Certainly matches my own experiences on YouTube, though I think it's not purely the EVIL of the google that's driving it. I'm convinced that there are also trolls who are loving the chaos and who are strategically promoting their videos to be linked from opposition videos. Less annoying but similar to the original article are extremists who are also involved in strategic promotion of their videos to viewers of other videos that they regard as sympathetic.
However, as gawdawful as the EVIL google and the most EVIL YouTube have become, I'm convinced that Facebook and Twitter are worse. Much worse.
And yet all of these problems could be greatly reduced by the use of EPR (Earned Public Reputation) to gently filter in favor of nice folks. The trolls and other villains can be nudged back under invisible rocks to amuse themselves and the play with the few people who enjoy that form of slumming. I have much better uses for my time.
Freedom = (Meaningful - Coerced) Choice != (Speech | Beer^2), and sad sock puppets' bad mods avail them naught.
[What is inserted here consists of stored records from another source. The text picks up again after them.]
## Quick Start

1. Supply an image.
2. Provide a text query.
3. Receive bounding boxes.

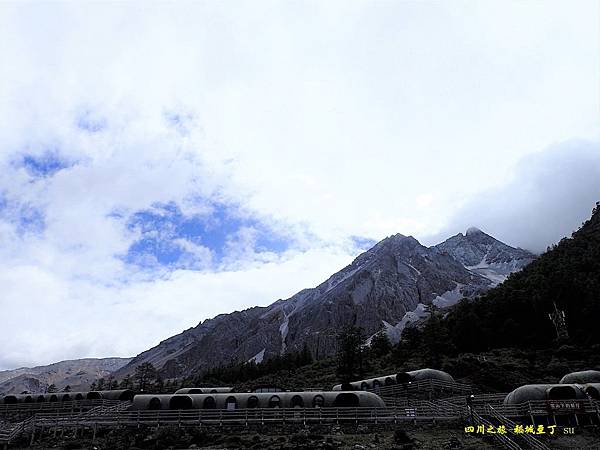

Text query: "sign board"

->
[548,400,585,413]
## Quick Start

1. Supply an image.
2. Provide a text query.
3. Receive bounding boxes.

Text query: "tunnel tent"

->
[132,391,385,410]
[504,384,586,405]
[246,395,258,408]
[97,389,135,401]
[395,369,455,384]
[333,392,360,408]
[148,397,162,410]
[269,395,281,408]
[169,395,194,409]
[313,394,325,408]
[290,394,304,408]
[202,395,217,409]
[225,395,237,410]
[583,383,600,400]
[175,386,233,394]
[559,370,600,384]
[2,395,19,405]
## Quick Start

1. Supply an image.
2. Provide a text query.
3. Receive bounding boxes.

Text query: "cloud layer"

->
[0,1,600,369]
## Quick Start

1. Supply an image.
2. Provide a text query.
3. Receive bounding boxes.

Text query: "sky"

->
[0,0,600,370]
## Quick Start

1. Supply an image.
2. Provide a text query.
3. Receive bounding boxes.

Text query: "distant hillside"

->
[0,358,131,394]
[443,204,600,351]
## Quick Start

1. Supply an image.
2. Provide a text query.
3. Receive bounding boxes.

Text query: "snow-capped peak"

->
[466,227,483,236]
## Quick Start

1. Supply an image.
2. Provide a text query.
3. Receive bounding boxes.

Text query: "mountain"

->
[114,232,531,378]
[436,227,535,284]
[445,205,600,355]
[0,358,131,394]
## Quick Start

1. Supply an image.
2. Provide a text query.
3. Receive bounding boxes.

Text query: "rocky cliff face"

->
[0,358,131,394]
[436,228,535,284]
[114,229,533,378]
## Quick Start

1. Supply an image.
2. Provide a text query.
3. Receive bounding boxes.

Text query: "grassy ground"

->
[14,422,600,450]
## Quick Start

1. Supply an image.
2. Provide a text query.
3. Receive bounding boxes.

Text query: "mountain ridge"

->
[114,228,534,377]
[0,357,132,394]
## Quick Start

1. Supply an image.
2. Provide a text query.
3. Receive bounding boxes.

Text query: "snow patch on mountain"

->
[382,303,428,344]
[433,283,464,308]
[248,348,267,364]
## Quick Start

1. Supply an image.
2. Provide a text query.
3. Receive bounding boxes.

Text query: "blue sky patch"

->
[76,111,107,133]
[0,195,46,236]
[122,203,290,270]
[18,151,73,177]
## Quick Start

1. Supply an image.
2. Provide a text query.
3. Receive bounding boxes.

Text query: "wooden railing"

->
[470,410,523,450]
[369,379,473,397]
[485,405,550,450]
[0,399,123,414]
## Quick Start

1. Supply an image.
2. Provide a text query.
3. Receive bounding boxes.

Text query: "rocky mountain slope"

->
[436,227,535,284]
[114,230,533,378]
[0,358,131,394]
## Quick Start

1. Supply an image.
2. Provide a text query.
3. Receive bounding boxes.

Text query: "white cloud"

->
[0,1,600,368]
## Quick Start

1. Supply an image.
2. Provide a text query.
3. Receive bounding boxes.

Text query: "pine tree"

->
[134,363,157,391]
[337,326,365,383]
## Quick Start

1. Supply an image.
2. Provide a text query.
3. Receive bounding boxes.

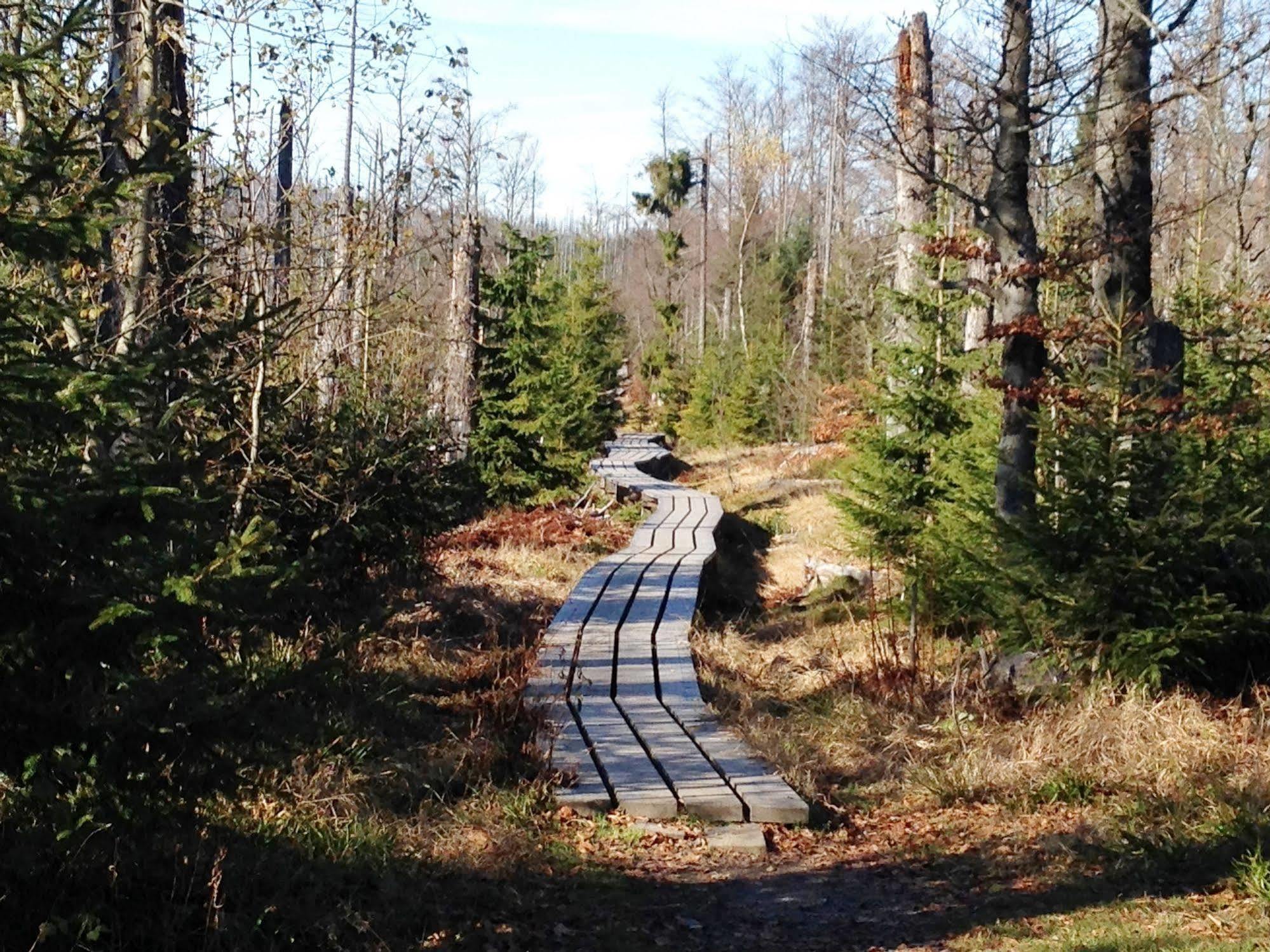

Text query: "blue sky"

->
[432,0,884,217]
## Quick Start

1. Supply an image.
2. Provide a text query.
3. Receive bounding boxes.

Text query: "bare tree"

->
[980,0,1045,519]
[891,13,935,340]
[440,212,482,457]
[1093,0,1179,394]
[103,0,193,354]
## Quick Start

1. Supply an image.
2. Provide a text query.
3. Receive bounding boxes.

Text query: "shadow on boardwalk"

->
[10,829,1245,952]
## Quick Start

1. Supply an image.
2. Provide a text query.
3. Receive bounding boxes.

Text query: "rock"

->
[706,822,767,855]
[983,651,1067,694]
[802,558,874,594]
[632,820,688,839]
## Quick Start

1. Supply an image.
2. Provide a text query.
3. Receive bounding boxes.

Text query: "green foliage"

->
[1013,290,1270,688]
[1234,843,1270,906]
[635,149,693,220]
[638,301,688,438]
[839,265,975,629]
[843,246,1270,690]
[0,4,463,947]
[471,229,621,502]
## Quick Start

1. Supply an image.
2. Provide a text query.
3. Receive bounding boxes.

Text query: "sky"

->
[431,0,884,220]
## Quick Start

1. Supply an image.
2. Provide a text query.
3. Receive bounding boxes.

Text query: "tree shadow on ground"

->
[9,802,1242,952]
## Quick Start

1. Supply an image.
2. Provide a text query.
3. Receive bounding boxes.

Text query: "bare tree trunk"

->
[890,13,935,342]
[314,0,358,413]
[440,212,482,459]
[982,0,1045,519]
[1093,0,1182,396]
[103,0,193,354]
[697,136,710,358]
[273,97,295,305]
[961,240,998,353]
[799,255,818,394]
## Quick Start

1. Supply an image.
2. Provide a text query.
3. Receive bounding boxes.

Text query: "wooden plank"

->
[680,717,809,822]
[546,703,614,812]
[573,697,679,819]
[615,554,744,820]
[541,434,806,822]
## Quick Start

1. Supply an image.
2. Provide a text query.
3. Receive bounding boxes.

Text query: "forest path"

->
[526,434,807,822]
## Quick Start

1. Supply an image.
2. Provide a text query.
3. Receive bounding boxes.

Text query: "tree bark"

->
[961,239,998,353]
[273,98,295,305]
[1093,0,1182,396]
[980,0,1045,520]
[697,136,710,359]
[890,13,935,343]
[103,0,193,354]
[799,254,819,394]
[440,212,482,459]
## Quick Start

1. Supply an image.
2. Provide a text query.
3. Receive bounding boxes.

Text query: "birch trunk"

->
[440,213,482,459]
[890,13,935,343]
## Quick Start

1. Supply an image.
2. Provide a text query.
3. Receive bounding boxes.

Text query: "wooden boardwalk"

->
[526,434,807,822]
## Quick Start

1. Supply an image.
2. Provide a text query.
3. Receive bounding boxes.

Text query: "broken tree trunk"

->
[980,0,1045,520]
[890,13,935,343]
[438,213,482,459]
[1093,0,1182,396]
[103,0,193,354]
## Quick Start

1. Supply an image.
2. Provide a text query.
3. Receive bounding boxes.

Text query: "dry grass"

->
[691,439,1270,948]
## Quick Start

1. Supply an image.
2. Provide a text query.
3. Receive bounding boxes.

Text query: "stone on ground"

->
[706,822,767,855]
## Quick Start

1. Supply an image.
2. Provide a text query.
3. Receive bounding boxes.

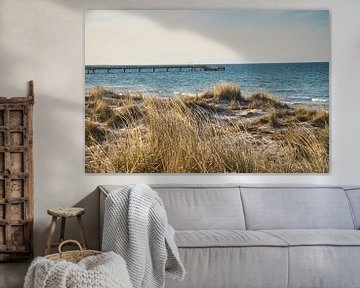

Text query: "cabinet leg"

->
[59,217,66,244]
[45,216,57,255]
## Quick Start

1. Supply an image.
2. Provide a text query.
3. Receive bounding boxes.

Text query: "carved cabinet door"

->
[0,89,34,261]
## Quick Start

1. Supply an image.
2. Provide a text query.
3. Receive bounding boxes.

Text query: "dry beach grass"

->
[85,82,329,173]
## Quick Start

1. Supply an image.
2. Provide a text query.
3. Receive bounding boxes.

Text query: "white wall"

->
[0,0,360,253]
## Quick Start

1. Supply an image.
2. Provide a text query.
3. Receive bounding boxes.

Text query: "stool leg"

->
[60,217,66,243]
[77,215,87,249]
[45,216,57,255]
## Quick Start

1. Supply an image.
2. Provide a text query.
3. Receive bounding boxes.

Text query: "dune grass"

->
[85,83,329,173]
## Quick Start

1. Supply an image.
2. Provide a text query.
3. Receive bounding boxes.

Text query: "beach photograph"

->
[84,9,330,173]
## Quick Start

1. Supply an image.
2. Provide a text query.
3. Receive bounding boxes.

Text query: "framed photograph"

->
[84,9,330,173]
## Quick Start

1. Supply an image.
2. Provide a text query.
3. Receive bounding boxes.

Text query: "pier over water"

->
[85,64,225,74]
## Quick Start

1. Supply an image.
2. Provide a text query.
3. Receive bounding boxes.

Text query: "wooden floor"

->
[0,262,30,288]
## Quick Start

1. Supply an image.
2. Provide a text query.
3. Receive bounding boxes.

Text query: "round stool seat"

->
[48,207,85,218]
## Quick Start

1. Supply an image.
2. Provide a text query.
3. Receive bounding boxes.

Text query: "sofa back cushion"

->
[153,186,245,230]
[345,188,360,229]
[240,187,354,230]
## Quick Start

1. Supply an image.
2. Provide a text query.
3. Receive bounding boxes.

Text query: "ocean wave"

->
[311,98,329,103]
[273,89,297,92]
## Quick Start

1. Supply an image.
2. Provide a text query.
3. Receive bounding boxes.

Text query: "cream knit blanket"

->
[102,184,185,288]
[24,252,132,288]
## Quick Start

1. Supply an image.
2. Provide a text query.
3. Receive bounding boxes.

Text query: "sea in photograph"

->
[85,62,329,108]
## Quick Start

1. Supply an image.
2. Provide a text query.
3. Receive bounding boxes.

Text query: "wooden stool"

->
[45,207,87,255]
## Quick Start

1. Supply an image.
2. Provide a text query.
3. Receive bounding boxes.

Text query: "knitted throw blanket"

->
[24,252,132,288]
[102,184,185,288]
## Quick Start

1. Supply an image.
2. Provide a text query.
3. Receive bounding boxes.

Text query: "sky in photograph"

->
[85,10,330,65]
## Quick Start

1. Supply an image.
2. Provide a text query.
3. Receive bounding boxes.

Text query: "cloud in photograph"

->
[85,10,330,65]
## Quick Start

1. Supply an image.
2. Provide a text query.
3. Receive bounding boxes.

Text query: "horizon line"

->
[85,60,330,66]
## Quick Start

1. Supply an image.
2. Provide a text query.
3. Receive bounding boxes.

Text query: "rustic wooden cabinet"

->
[0,81,34,262]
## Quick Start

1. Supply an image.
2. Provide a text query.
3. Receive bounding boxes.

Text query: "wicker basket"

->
[45,240,102,263]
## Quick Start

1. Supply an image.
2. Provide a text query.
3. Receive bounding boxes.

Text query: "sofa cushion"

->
[100,185,245,230]
[262,229,360,246]
[345,188,360,229]
[175,230,288,248]
[153,186,245,230]
[288,246,360,288]
[241,187,354,230]
[165,247,288,288]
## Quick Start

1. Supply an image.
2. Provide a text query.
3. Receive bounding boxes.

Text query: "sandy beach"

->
[85,82,329,173]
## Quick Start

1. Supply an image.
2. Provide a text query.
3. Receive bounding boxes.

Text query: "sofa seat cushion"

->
[262,229,360,246]
[175,230,288,248]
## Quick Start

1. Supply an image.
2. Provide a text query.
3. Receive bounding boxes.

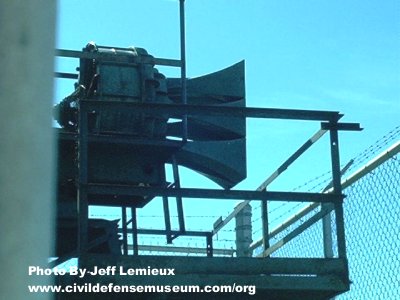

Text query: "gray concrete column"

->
[0,0,56,299]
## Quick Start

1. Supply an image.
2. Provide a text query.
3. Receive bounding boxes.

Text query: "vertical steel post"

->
[121,206,128,255]
[235,204,252,257]
[261,200,269,255]
[206,232,214,257]
[131,207,139,255]
[172,157,186,233]
[77,101,89,255]
[330,122,346,258]
[179,0,188,142]
[162,196,172,244]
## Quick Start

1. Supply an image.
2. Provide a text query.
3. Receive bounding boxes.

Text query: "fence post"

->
[235,204,253,257]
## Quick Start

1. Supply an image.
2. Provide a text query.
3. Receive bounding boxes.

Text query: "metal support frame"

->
[57,45,361,264]
[131,207,139,255]
[77,105,89,255]
[162,196,173,244]
[172,157,186,234]
[121,206,128,255]
[330,123,346,258]
[260,201,270,252]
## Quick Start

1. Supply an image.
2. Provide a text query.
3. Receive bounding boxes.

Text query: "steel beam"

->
[55,49,181,67]
[81,100,343,121]
[87,183,344,203]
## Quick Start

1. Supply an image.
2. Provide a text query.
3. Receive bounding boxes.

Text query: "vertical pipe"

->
[77,102,89,255]
[172,156,186,233]
[131,207,139,255]
[0,0,56,299]
[121,206,128,255]
[236,204,252,257]
[330,123,346,258]
[179,0,188,142]
[261,200,269,255]
[162,196,172,244]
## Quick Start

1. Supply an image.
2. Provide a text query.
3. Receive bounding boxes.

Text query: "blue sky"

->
[55,0,400,236]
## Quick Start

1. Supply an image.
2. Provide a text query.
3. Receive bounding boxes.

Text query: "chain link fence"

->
[255,127,400,300]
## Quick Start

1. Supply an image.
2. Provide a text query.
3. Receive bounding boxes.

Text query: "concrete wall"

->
[0,0,56,299]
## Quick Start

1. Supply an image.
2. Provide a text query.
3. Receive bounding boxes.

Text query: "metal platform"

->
[57,255,349,300]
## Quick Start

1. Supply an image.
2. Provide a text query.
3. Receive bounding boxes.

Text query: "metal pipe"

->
[179,0,188,141]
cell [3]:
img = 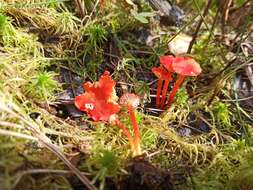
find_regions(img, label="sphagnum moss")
[0,0,253,189]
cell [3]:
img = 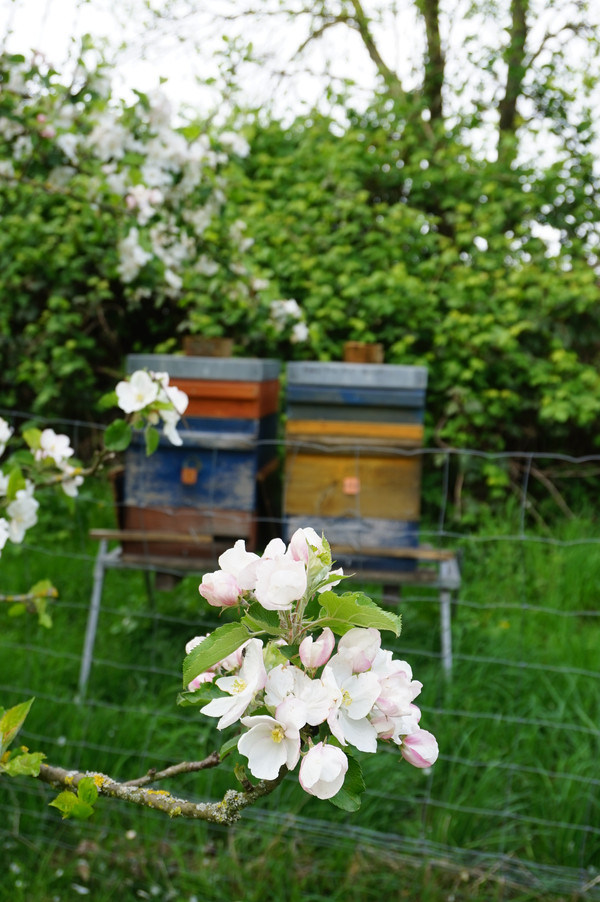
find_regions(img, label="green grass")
[0,493,600,902]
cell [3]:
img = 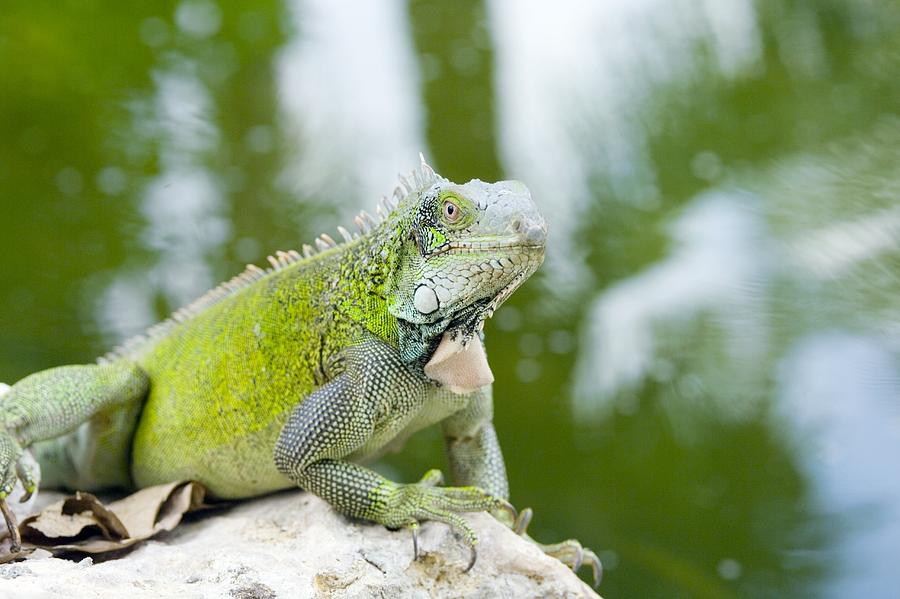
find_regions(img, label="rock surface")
[0,491,597,599]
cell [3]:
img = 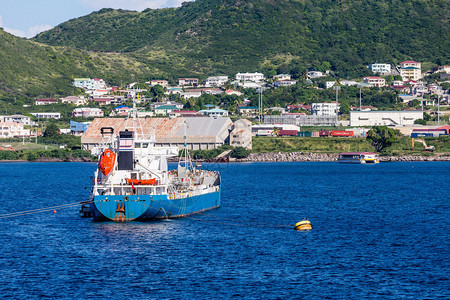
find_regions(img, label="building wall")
[350,111,423,126]
[311,103,339,116]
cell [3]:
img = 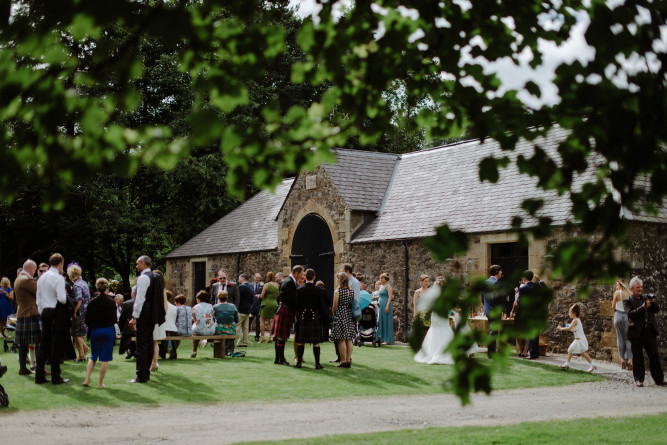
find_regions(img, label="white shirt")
[160,303,178,332]
[132,268,152,318]
[36,267,67,314]
[348,275,361,301]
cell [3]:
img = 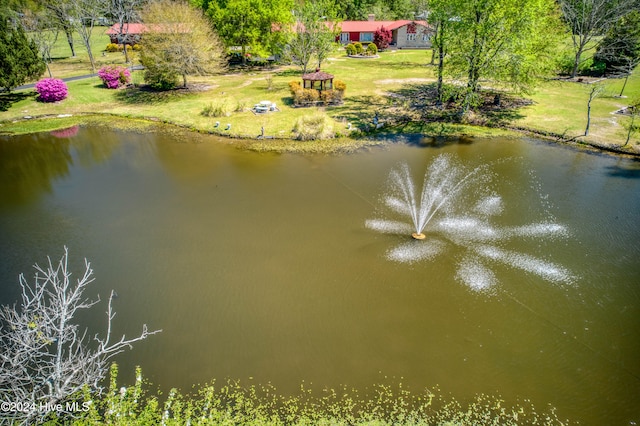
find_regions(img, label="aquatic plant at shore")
[50,364,571,426]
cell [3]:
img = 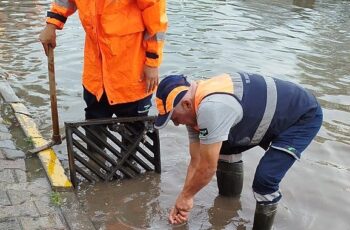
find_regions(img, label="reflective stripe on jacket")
[194,73,318,147]
[47,0,167,105]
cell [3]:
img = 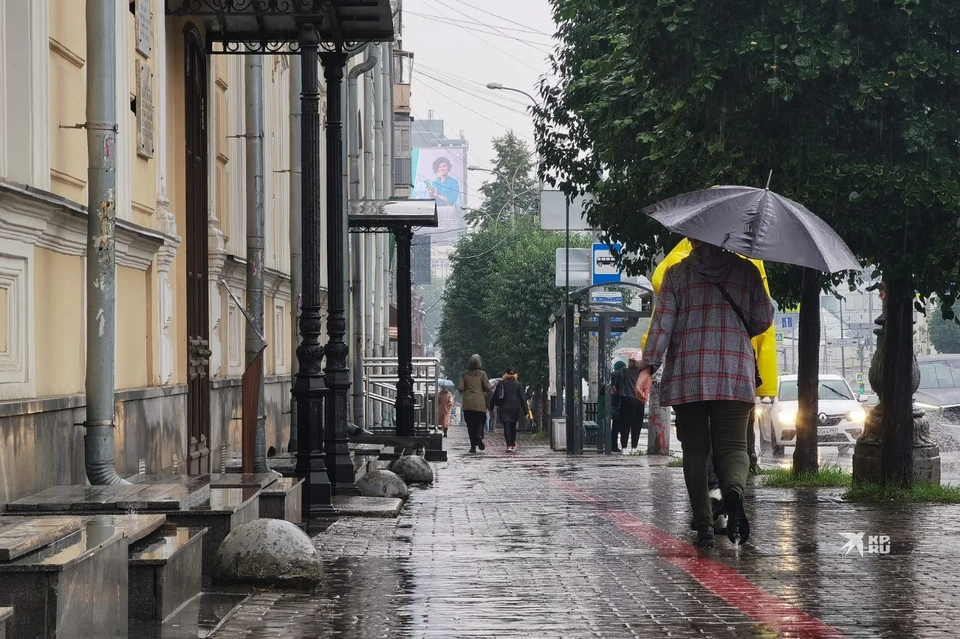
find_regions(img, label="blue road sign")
[593,242,622,284]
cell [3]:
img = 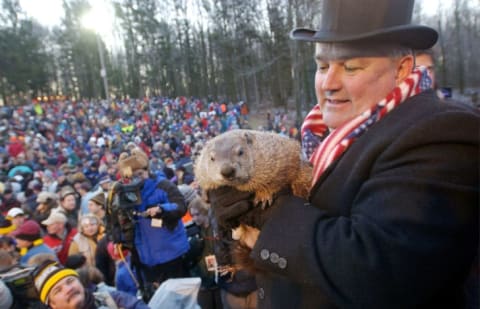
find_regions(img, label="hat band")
[0,224,17,235]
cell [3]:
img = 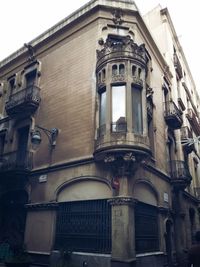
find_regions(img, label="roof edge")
[0,0,138,68]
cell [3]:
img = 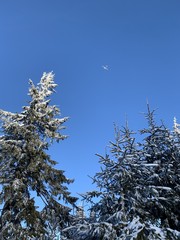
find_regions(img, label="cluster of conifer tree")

It doesn't matter if you started off with an innocuous video or an extreme one, the suggested videos will lead to the same place eventually. YouTube's algorithm places popular videos in a genre high up in the recommended videos results. Likely because a crowd attracts a crowd. More extreme videos are always more popular by numbers, because clickbait.
This is a side effect of crowdsourcing their ratings by going on views, and perhaps secondarily how many people 'liked' or 'disliked' a certain video.
In any given genre (books, TV, movies, YouTube) the most popular item by numbers is the item that has the broadest appeal. The one with the broadest appeal is usually on the lower end of the intelligence scale. As with cinema, intelligent, artful pieces are typically relegated to small audiences, with the occasional oscar-bait breakout.
So if you put together a system whereby the most popular videos are suggested first, the feedback loop described in the article will happen. The only way out of that is to hand curate the algorithm. And that's the very thing that NO large scale tech company wants to do. The moment they stop automating everything possible is the moment scaling becomes expensive, and they no longer reap their huge margins - a license to print money as long as they can keep it going.
What pisses me off with those retarded algorithms is that they ignore the obvious in favor for always being a day late and a dollar short!
Hey guys if I haven't looked at anything other than a BATTERY for a particular laptop? Odds are really good I'm not looking for a new laptop or I wouldn't be looking to replace the battery, would I? Likewise if I'm watching vids on CPUs or a particular game? Maybe, just maybe, you should show me ads for the products I'm actually watching videos on instead of continuing to show me ads for something I looked for a PART FOR weeks ago?
The really sad part? When they actually used "dumb ads" where they just based the ads on what you were actually watching? I actually bought products because they showed me deals on things I actually cared about, now I honestly cannot remember the last time they got a sale because they never seem to get WTF I'm actually trying to get, like showing me new cars when I'm looking for spark plugs or trying to sell me a POS laptop when I'm looking at games that would never run on said POS laptop they just don't seem to have a damned clue WTH they are doing when it comes to ads anymore.
ACs don't waste your time replying, your posts are never seen by me.
Blaming YouTube is like blaming the phone company for telemarketer calls.
Congratulations, you have missed the point quite spectacularly.
It's not that these videos exist on youtube, it's that they are PROMOTED HARDER by the algo.
I do not want your cheap brainburning drugs. They are useless for work. And I am a working man today.